Ella se rió. Era una risa sincera, y Nicolás pareció sorprendido por el sonido.
—Salud por eso.
Bebieron en silencio durante un rato. Luego comenzaron a hablar. Primero de cosas pequeñas: el clima, el trabajo, los vecinos. Pero poco a poco las palabras se soltaron. Como si el vino derritiera la capa de indiferencia que siempre los cubría.
—¿Por qué Valeria? —preguntó Elena, sin saber de dónde había salido la pregunta.
Nicolás no respondió enseguida. Giró la copa entre los dedos.
—Porque con ella todo parece más fácil. Ella no me exige nada. Solo se ríe, y el mundo pesa menos.
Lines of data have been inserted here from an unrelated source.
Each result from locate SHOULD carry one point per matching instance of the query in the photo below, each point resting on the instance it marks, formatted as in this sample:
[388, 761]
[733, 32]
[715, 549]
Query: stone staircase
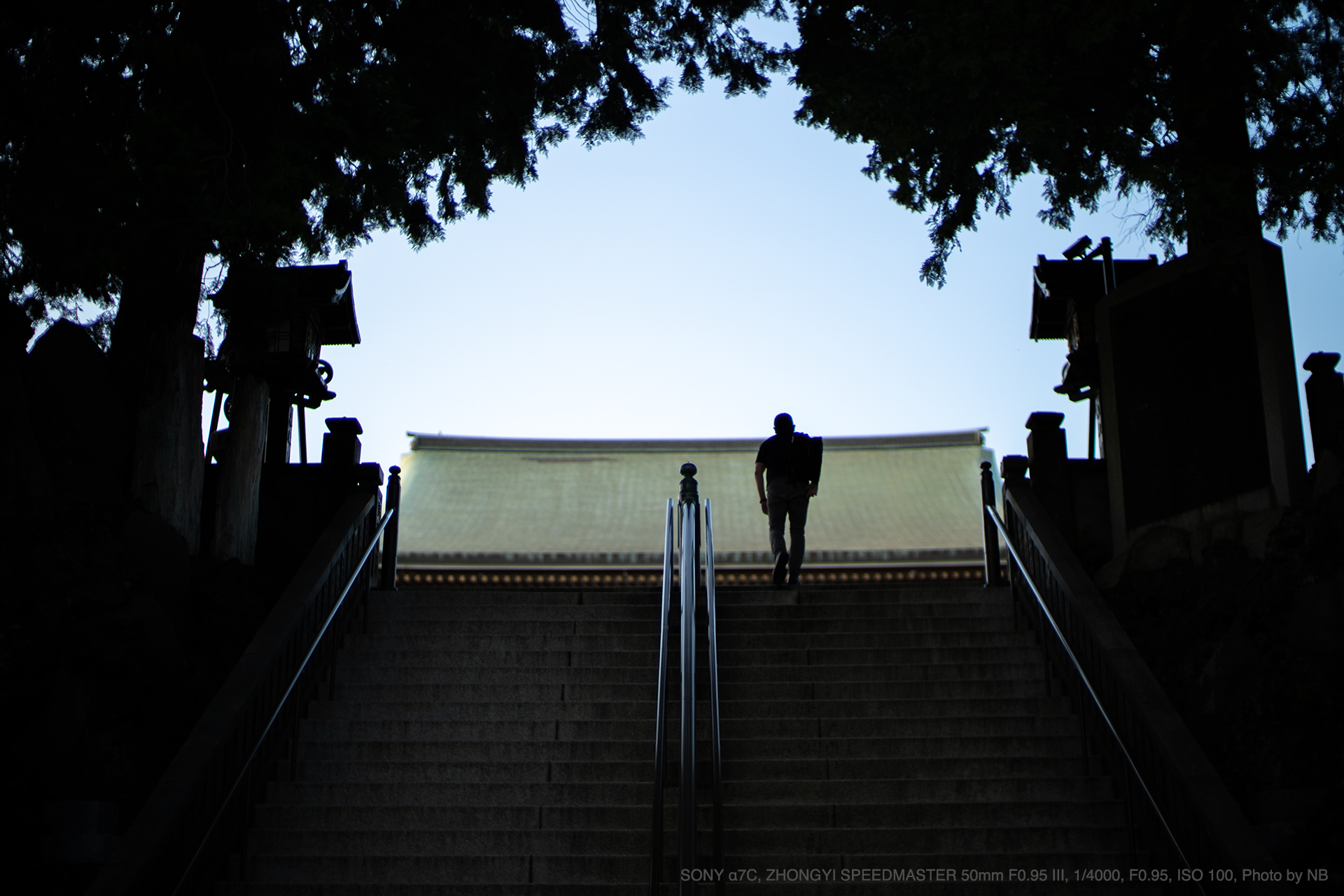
[500, 742]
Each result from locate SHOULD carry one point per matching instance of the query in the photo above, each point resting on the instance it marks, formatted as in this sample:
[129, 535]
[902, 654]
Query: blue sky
[729, 266]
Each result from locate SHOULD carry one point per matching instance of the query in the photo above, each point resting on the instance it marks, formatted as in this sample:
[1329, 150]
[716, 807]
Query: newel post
[987, 500]
[394, 503]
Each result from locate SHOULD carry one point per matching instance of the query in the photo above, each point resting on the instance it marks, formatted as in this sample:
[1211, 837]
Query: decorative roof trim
[722, 559]
[435, 442]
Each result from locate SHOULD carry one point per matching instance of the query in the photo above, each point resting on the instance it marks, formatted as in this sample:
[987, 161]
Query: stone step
[647, 660]
[350, 671]
[1006, 790]
[647, 692]
[733, 713]
[806, 729]
[948, 636]
[974, 886]
[737, 771]
[726, 596]
[889, 748]
[727, 614]
[851, 843]
[738, 816]
[598, 869]
[622, 631]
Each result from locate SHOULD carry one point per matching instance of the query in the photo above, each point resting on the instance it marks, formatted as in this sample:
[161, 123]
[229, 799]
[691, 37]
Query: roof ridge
[440, 442]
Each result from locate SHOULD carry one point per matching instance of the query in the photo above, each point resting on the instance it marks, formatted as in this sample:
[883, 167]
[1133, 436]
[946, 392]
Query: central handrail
[1082, 678]
[690, 584]
[686, 739]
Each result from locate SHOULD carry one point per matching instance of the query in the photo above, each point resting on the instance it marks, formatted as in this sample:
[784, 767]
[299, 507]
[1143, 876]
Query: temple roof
[487, 501]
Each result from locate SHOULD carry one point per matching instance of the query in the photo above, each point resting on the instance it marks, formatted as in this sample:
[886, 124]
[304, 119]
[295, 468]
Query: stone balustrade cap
[1322, 362]
[1044, 421]
[344, 425]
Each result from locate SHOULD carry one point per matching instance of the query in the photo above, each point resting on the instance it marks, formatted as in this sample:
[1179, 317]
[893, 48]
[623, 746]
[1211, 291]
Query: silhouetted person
[790, 463]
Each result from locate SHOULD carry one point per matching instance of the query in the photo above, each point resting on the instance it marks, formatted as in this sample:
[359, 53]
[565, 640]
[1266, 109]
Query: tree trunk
[1211, 74]
[238, 500]
[168, 464]
[158, 365]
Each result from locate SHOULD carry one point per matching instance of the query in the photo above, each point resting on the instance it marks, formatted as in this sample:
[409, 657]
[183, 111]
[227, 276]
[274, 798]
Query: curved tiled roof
[487, 501]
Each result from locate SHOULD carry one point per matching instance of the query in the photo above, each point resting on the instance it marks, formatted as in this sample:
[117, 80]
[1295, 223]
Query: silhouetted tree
[1226, 113]
[141, 137]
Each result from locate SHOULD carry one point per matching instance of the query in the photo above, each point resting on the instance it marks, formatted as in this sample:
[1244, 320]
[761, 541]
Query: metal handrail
[660, 761]
[713, 650]
[280, 707]
[1082, 678]
[686, 773]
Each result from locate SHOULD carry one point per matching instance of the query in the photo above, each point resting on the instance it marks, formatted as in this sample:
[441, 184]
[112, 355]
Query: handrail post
[711, 631]
[387, 582]
[660, 738]
[987, 498]
[686, 780]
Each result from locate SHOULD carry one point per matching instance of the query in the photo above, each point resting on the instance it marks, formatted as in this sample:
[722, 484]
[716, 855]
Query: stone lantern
[270, 360]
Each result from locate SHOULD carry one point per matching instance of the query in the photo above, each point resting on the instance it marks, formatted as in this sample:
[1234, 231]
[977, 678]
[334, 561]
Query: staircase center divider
[1187, 812]
[690, 582]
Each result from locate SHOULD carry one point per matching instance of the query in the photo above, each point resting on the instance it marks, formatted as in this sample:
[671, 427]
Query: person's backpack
[804, 458]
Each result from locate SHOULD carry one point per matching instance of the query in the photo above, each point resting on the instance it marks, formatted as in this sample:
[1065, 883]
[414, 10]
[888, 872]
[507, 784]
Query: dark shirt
[774, 454]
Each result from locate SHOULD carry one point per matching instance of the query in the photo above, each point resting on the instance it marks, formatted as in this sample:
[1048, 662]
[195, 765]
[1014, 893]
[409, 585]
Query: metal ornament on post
[387, 580]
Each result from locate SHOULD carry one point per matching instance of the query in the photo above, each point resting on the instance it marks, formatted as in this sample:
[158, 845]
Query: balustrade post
[690, 501]
[1326, 403]
[987, 498]
[394, 503]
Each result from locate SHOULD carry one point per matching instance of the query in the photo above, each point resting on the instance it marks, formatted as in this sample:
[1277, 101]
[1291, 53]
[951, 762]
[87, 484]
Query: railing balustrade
[691, 580]
[194, 827]
[1177, 808]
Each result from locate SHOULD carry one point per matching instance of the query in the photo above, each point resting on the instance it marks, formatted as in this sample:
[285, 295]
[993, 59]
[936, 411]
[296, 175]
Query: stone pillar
[1047, 453]
[238, 500]
[168, 465]
[1326, 402]
[1326, 410]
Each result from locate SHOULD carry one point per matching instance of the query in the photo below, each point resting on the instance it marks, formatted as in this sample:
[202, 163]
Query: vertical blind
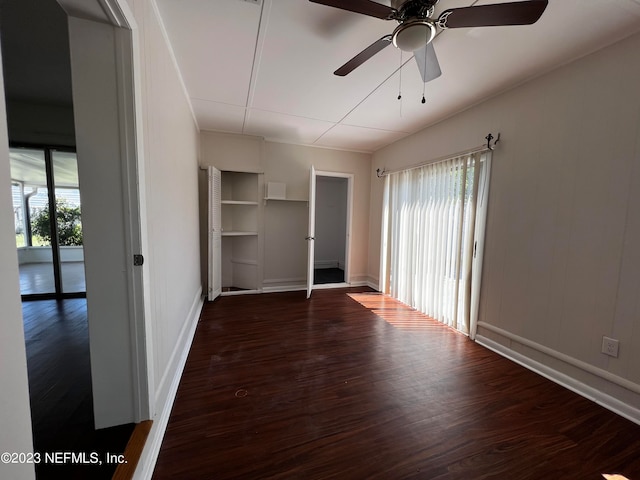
[429, 234]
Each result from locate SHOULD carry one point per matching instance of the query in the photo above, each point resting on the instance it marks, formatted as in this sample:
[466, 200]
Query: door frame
[126, 48]
[347, 260]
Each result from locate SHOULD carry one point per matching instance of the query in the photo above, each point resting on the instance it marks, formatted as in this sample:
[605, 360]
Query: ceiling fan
[416, 29]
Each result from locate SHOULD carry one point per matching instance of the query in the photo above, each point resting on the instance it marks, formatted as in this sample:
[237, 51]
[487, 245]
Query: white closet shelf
[286, 199]
[239, 202]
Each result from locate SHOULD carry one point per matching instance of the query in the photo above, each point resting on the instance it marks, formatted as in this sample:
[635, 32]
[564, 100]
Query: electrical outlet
[610, 346]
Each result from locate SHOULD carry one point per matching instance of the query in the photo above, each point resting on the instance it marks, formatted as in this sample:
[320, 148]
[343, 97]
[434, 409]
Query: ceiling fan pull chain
[425, 70]
[400, 86]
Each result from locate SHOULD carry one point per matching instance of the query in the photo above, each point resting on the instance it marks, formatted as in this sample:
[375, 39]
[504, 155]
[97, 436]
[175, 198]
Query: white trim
[292, 280]
[151, 449]
[284, 288]
[598, 396]
[320, 264]
[232, 293]
[599, 372]
[326, 286]
[350, 179]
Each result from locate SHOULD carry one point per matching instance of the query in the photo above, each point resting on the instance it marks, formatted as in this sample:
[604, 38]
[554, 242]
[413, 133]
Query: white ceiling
[266, 68]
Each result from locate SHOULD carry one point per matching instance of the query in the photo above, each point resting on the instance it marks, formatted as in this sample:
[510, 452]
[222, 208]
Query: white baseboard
[170, 381]
[594, 394]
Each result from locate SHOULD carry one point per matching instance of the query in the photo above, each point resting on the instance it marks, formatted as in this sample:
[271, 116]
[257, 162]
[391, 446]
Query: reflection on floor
[57, 344]
[38, 278]
[328, 275]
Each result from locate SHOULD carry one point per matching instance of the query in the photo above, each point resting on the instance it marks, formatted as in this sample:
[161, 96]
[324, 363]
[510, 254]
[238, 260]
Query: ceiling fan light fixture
[413, 35]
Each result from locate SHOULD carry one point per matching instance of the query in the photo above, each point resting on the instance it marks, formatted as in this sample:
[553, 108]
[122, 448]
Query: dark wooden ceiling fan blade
[512, 13]
[363, 56]
[365, 7]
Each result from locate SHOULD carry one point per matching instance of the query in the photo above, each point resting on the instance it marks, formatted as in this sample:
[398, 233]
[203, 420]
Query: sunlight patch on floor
[395, 313]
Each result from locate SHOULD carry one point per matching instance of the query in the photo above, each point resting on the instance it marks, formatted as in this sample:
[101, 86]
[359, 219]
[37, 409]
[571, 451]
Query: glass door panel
[31, 213]
[68, 220]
—¿Y yo te peso? —preguntó, sin reproche. Solo curiosidad.
—Tú me haces pensar.
Elena bajó la mirada. No sabía si eso era un insulto o un cumplido.
—¿Y eso es malo?
—No. Es... incómodo.
Se quedaron en silencio. Afuera, la ciudad parecía dormida. Dentro, solo quedaban ellos dos, por primera vez sin máscaras. Sin la barrera del “esto es un contrato”, “esto es una obligación”, “esto es temporal”.
Solo ellos.
Elena se apoyó en el respaldo del sofá. Nicolás la miró. No como se mira a una sombra, sino como se mira algo que por fin empieza a revelar su forma.
—No eres como pensaba —murmuró él.
—¿Y cómo pensabas que era?
—Inofensiva. Fría. Un adorno de compromiso.
—Y ahora…
—Ahora no estoy seguro de nada.
El silencio volvió, pero esta vez fue cómodo. Cálido, a pesar del frío.
En algún momento, las copas quedaron vacías. Nicolás se acercó un poco más. No dijo nada. Solo estiró una mano y le apartó un mechón de cabello de la cara.
Ella no se movió.
Y él la besó.
No fue un beso perfecto. Fue torpe, algo tenso, lleno de dudas. Pero también fue real. Por primera vez desde que firmaron ese maldito contrato, hubo algo que no fue impuesto.
Ella cerró los ojos. Se permitió creer. Que tal vez… tal vez…
Pero cuando el beso terminó, Nicolás se levantó de golpe.
—Esto no debió pasar —dijo, sin mirarla.
—¿Por qué no?
—Porque no eres ella.
Esas palabras fueron un puñal.
Él se fue a su habitación sin decir más.
Y Elena, sola en el sofá, con el vino aún quemándole los labios, entendió que el carrusel había vuelto a girar. Que la cima había durado un suspiro.
Otra caída.
Más profunda.
Más cruel.
Porque ahora no solo lo amaba… ahora lo había probado.
Y sabía exactamente cuánto dolía no ser suficiente.